Le quemaba el bolsillo, las manos, los ojos. El Peque durmió con el billete de cien pesos debajo de la almohada. Pensaba despertarse a cada hora para controlar que el billete no se fuera, pero cuando despertó era la hora de siempre. Buscó el billete y ahí estaba, tan violeta como la noche anterior. Se vistió y lo guardó de nuevo en el pantalón.
Dientes no estaba en el patio, así que fue al fondo a buscarlo. La madre lo hizo pasar y le sirvió un vaso de leche, que era lo que estaba tomando su amigo. El Peque comió algunas galletitas y no dijo nada. No necesitaba hablar ni explicar qué hacía ahí, porque no era raro que desayunara con Dientes. Salieron juntos a la calle y recién ahí el Peque le dijo que tenía algo para mostrarle. Metió una mano en el bolsillo y extrajo el billete arrugado.
—¿De dónde lo sacaste?
—No te puedo decir.
—Se lo robaste a tu vieja.
—No. No se lo robé a nadie.
—¿Quién te lo dio?
—Me lo gané. Pero no te puedo contar.
—No seas forro, decime.
—Te lo digo, pero si se lo contás a otro te reviento.
—¿A quién le voy a contar? ¿A la conchuda de mi hermana?
—Me lo gané en un juego. Rivero me lo dio —y le contó la propuesta de su director técnico, le describió la noche, las vías, la gente, Cholito, el salto, la corrida y el billete que se había ganado.
—¿Y si te pisaba el tren?
—¿Cómo me va a pisar, boludo, si yo salto antes de que llegue? Es lo más fácil del mundo. Cholito se asustó, el muy forro.
—Es un forro Cholito.
El Peque ya había decidido lo que iba a hacer con la plata. Quería unos botines para jugar al fútbol, como tenían algunos de sus compañeros de Brisas. Fueron a una casa de deportes que había en avenida Castañares. Los atendió un vendedor de mala gana, que les dijo que los botines más baratos salían a doscientos veinte pesos. Ni siquiera se los mostró. Dientes y el Peque salieron mirando para el suelo.

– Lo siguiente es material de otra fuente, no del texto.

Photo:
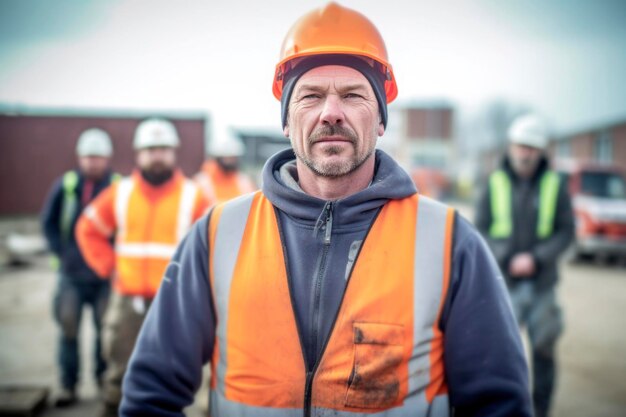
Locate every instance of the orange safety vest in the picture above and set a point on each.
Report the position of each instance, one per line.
(385, 352)
(219, 186)
(148, 223)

—Si gano dos veces más, voy a tener trescientos.
—Y si ganás cinco, tenés quinientos, ¿y?
Pero el Peque no quería ahorrar. Un billete no era más que una promesa de un futuro con botines relucientes, unos botines que le permitirían jugar mejor. Y él no quería una promesa. Quería ver y sentir esos cien pesos convertidos en cosas. Como si fuera un mago. Tengo un billete en la mano y de pronto, paf, tengo una pelota, o una Coca de dos litros, o lo que sea.
—Que se metan los botines en el culo. Me voy a comprar unas papas fritas.
—¿Unas papas nada más?
—Y lo que se me cante. Vamos al chino.
—Mejor vamos al Coto.
Se fueron hasta el hipermercado que estaba sobre Larrazábal. Tomaron un carrito pero ese día no hicieron como otras veces, en que se colgaban o corrían carreras entre las góndolas. Mucho menos probaron los productos con disimulo. Hoy tenían cien pesos, más que la mayoría de las personas que estaban alrededor de ellos.
Cargaron dos cajas de Oreo bañadas en chocolate, un blíster de seis alfajores de dulce de leche, dos paquetes de bizcochitos, dos caramelos grandes Lengüetazo, un paquete de pastillitas de goma, unas papas fritas grandes clásicas, unas papas fritas chicas con sabor a jamón crudo (para probar) y un pack de seis latas de gaseosa.
—Noventa y cuatro con sesenta —dijo la cajera después de pasar por el escáner todos los productos—. ¿Quieren donar cuarenta centavos a la Fundación Favaloro?
—Sí —dijo el Peque.
—No —dijo más alto Dientes.
—¿Quieren o no quieren?
—No, no queremos.
Metieron todo en cuatro bolsas y salieron del Coto cargados como nunca lo habían hecho.